Бывшим красным партизаном был и наш сосед коммунист Сергей Андрусенко – отважный, прямой, трудолюбивый, мастер на все руки. С отцом он был очень дружен: нередко заходил к нему вечером потолковать, вместе они отправлялись на рыбалку.
Я очень любил и уважал Сергея Андрусенко.
Как сейчас, вижу его моложавое загорелое лицо, живые, проницательные глаза. У него военная выправка, и, хоть он не особенно высок, вид у него внушительный. Был он замечательным рассказчиком. Не только мы, ребята, но и взрослые его заслушивались. Рассказывал он о тех героических днях, когда Красная Армия и партизаны защищали нашу Родину от белобандитов и интервентов.
Вот он собирается уходить, а я тихонько тяну его за рукав и упрашиваю:
– Ну, дядя Сергей, расскажи еще что-нибудь о красных партизанах!
Он добродушно улыбнется, потреплет меня по голове и, если найдется время, напоследок расскажет какой-нибудь боевой эпизод.

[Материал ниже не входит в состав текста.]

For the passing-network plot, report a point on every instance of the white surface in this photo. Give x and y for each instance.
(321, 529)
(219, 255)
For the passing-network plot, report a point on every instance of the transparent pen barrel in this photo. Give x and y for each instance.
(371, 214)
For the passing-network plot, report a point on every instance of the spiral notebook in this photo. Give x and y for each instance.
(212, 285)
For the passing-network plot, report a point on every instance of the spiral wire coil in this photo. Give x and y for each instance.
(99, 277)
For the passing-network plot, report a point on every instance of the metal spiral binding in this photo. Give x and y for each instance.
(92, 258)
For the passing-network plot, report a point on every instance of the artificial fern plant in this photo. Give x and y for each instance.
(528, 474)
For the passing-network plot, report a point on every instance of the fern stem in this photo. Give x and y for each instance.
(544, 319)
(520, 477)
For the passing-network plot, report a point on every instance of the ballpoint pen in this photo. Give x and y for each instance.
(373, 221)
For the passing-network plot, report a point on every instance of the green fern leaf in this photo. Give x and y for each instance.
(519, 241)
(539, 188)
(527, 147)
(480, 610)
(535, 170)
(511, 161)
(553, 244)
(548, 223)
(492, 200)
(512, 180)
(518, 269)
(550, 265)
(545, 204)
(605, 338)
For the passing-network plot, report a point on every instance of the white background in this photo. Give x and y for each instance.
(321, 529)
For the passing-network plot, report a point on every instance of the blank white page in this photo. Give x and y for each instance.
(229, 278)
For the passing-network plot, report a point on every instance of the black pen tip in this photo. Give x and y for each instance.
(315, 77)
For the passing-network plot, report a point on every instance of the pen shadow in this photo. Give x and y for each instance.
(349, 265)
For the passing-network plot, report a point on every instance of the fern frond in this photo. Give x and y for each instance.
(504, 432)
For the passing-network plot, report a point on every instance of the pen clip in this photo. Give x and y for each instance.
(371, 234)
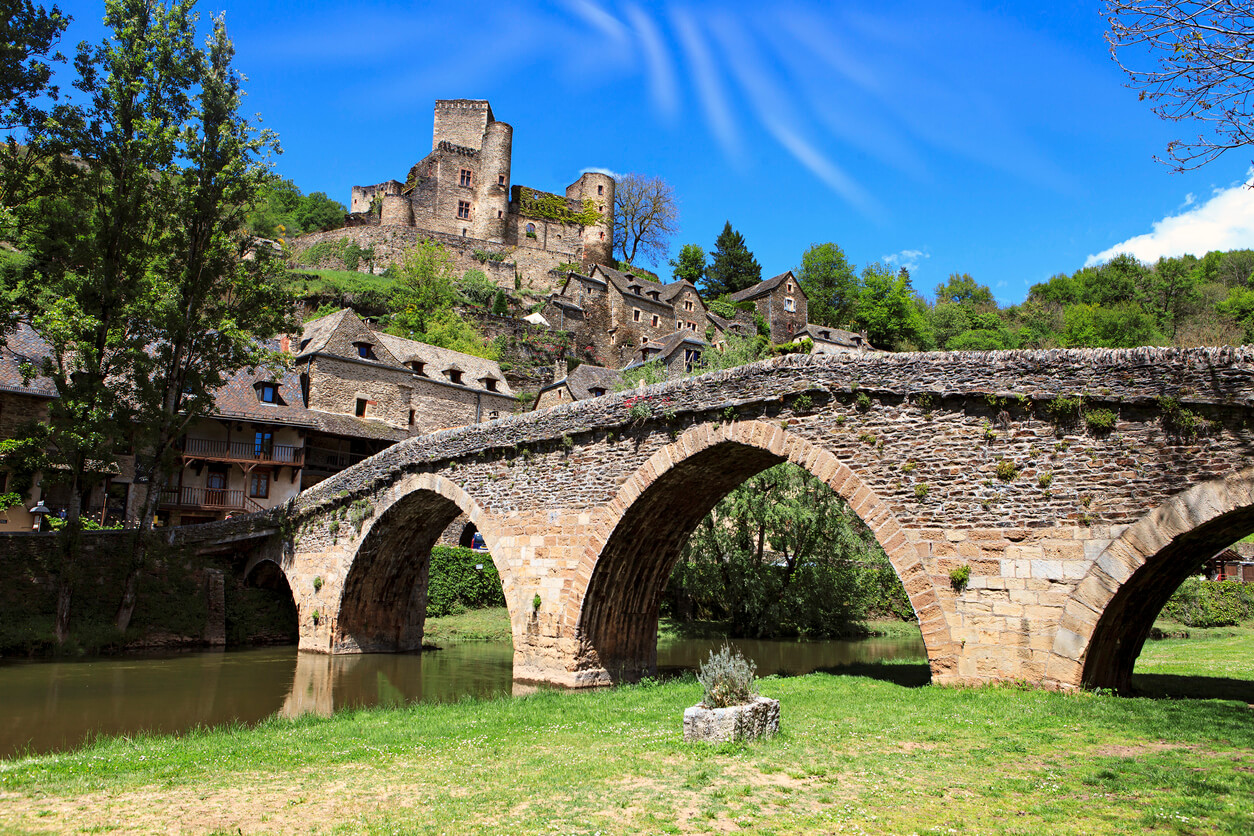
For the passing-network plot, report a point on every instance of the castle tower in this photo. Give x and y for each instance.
(492, 189)
(462, 122)
(598, 240)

Через улицу, у самого озера, жил еще один старинный друг отца, инвалид войны четырнадцатого года Кирилл Степанищенко – рядовой солдат, за отвагу награжденный Георгиевским крестом. В бою он получил увечье и ходил, опираясь на палку. Кирилл Степанищенко часто рассказывал о службе в царской армии, о произволе царских офицеров, их барском отношении к рядовому.

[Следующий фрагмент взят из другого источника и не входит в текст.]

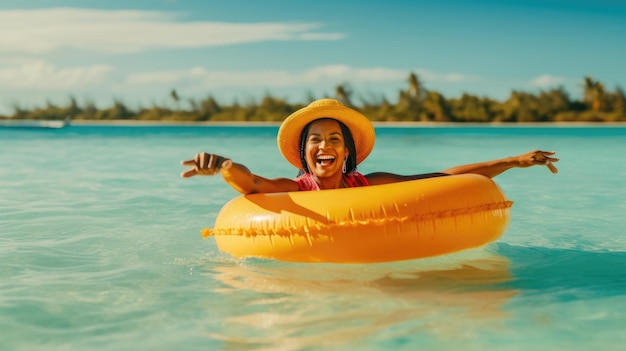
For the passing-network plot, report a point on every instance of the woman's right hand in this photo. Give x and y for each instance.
(205, 164)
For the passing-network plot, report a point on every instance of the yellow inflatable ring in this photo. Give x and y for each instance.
(381, 223)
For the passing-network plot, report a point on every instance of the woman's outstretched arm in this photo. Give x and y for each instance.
(489, 168)
(236, 175)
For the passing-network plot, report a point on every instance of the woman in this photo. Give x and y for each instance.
(326, 141)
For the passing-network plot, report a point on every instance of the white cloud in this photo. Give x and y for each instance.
(40, 75)
(123, 31)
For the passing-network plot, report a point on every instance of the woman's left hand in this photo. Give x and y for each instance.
(538, 158)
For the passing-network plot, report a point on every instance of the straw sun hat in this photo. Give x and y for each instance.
(290, 130)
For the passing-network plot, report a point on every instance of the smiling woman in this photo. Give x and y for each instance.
(326, 141)
(396, 218)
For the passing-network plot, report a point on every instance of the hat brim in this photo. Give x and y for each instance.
(291, 129)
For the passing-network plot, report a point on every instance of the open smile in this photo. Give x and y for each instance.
(325, 160)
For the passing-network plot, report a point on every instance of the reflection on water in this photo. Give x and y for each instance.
(283, 306)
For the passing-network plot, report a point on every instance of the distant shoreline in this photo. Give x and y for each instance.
(159, 123)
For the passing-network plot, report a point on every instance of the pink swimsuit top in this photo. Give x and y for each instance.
(354, 179)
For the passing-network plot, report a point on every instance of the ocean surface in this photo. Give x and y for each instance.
(100, 248)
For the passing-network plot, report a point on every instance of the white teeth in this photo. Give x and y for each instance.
(325, 159)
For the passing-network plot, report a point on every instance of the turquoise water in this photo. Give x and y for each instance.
(100, 249)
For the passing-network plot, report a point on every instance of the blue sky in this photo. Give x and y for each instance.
(138, 51)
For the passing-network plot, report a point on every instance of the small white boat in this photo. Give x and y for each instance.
(30, 123)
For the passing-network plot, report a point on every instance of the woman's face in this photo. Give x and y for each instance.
(325, 148)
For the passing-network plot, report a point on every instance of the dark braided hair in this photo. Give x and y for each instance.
(348, 140)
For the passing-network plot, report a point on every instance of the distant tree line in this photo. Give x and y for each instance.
(413, 104)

Я очень любил слушать его рассказы о храбрости и стойкости русских солдат.
Как-то утром в деревне начался переполох: по улицам с серьезными, напряженными лицами бежали военные, некоторые прятались по огородам. Раздались выстрелы. Оказалось это маневры, принимают в них участие артиллерия, пехота, конница. Трещотки изображали треск пулеметной очереди. И страшно, и любопытно было видеть «бой», разыгравшийся у нас в деревне: «белые» отступали под натиском «красных», но еще оказывали сопротивление.
Вдруг откуда ни возьмись появилась конница. Раздалось могучее «ура» – «враг» был отброшен. Вот бы так научиться ездить верхом!
С тех пор любимой игрой у мальчишек стала игра в войну. С увлечением мы играли в бой с белобандитами и интервентами, как бы разыгрывая рассказы Сергея Андрусенко и других участников Гражданской войны. С криками «Ура!» неслись на воображаемого врага, как кавалеристы на маневрах.